Students studying outside the library

Wofford College highlighted in USA Today article

August 29, 2005

SPARTANBURG, S.C. – Wofford College is featured in today’s edition of USA Today for its recognition as one of 20 colleges that “create a campus culture that fosters student success.” The article details Wofford and other colleges’ inclusion in “Student Success in College: Creating Conditions That Matter,” a book based on research conducted at Indiana University-Bloomington.

The USA Today article was accompanied by a photograph of a class being conducted on the lawn of Wofford’s historic Main Building.

Wofford was among 20 colleges selected to participate in the first Project DEEP (Documenting Effective Educational Practices) study in 2002-2003. Project DEEP is a study conducted by the Center for Post Secondary Educational Research at Indiana University-Bloomington to determine why certain campuses score exceptionally well on the National Survey of Student Engagement (NSSE).

The USA Today article by Alvin P. Sanoff, reads, in part:

“Every college in America seems to appear on some kind of ‘best’ list. There’s the U.S. News rankings of ‘Best Colleges,’ Princeton Review’s top ‘Party Schools,’ Kiplinger’s ‘Best Values In Public and Private Colleges,’ and that’s just for starters.

“Now a group of higher-education researchers has come up with a new list, one that parents and prospective college students might find especially instructive: 20 schools that create a campus culture that fosters student success. The list is not a ranking; it's an effort to identify diverse institutions that do an especially good job of educating students.

“‘They all add value to the student experience,” says Indiana University professor George Kuh, who led a team of 25 researchers to compile the list.

“The 20 schools run the gamut from large public research institutions such as the University of Michigan-Ann Arbor and the University of Kansas-Lawrence to small private liberal arts institutions such as Wofford College in Spartanburg, S.C., and Ursinus College in Collegeville, Pa.

“What sets the schools apart, researchers say, is that when factors such as the academic quality of the students they admit are taken into account, the institutions have above-average graduation rates and do an outstanding job of involving students in their education.
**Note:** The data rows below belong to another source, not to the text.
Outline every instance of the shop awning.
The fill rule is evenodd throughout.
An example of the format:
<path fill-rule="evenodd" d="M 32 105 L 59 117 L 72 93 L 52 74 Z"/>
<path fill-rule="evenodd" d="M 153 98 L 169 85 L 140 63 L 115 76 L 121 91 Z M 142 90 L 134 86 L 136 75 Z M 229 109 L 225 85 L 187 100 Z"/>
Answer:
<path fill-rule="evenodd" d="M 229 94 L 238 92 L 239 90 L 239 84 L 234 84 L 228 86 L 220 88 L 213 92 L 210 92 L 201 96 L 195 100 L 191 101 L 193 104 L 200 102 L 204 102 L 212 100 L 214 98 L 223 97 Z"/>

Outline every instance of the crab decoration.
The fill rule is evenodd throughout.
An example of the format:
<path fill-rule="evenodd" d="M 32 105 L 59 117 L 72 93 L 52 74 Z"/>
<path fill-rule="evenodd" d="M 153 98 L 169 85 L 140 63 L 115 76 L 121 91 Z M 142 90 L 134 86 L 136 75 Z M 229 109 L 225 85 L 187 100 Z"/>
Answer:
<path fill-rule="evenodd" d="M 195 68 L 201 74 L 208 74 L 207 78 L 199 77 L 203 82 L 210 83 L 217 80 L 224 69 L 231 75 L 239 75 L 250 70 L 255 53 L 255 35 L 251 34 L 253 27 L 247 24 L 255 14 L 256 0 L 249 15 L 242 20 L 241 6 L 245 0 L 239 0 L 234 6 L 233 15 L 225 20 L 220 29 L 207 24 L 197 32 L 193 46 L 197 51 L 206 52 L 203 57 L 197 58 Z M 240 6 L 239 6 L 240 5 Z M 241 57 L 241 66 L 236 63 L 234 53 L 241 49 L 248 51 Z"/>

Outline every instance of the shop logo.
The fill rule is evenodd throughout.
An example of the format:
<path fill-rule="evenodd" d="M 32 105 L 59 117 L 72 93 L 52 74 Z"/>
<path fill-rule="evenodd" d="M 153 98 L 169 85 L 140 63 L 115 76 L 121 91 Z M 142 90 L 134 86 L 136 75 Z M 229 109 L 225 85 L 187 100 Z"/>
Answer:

Research shows that student involvement is a key component of academic success.

“Kuh says data showed the schools “were all places where something good was going on.” Three to five researchers visited each school twice for a total of up to six days to determine why students at the schools succeed. Kuh and his colleagues have published their research in a new book, Student Success in College: Creating Conditions That Matter (Jossey-Bass).

“Focusing the spotlight on these institutions, Kuh says, provides a road map for other schools.”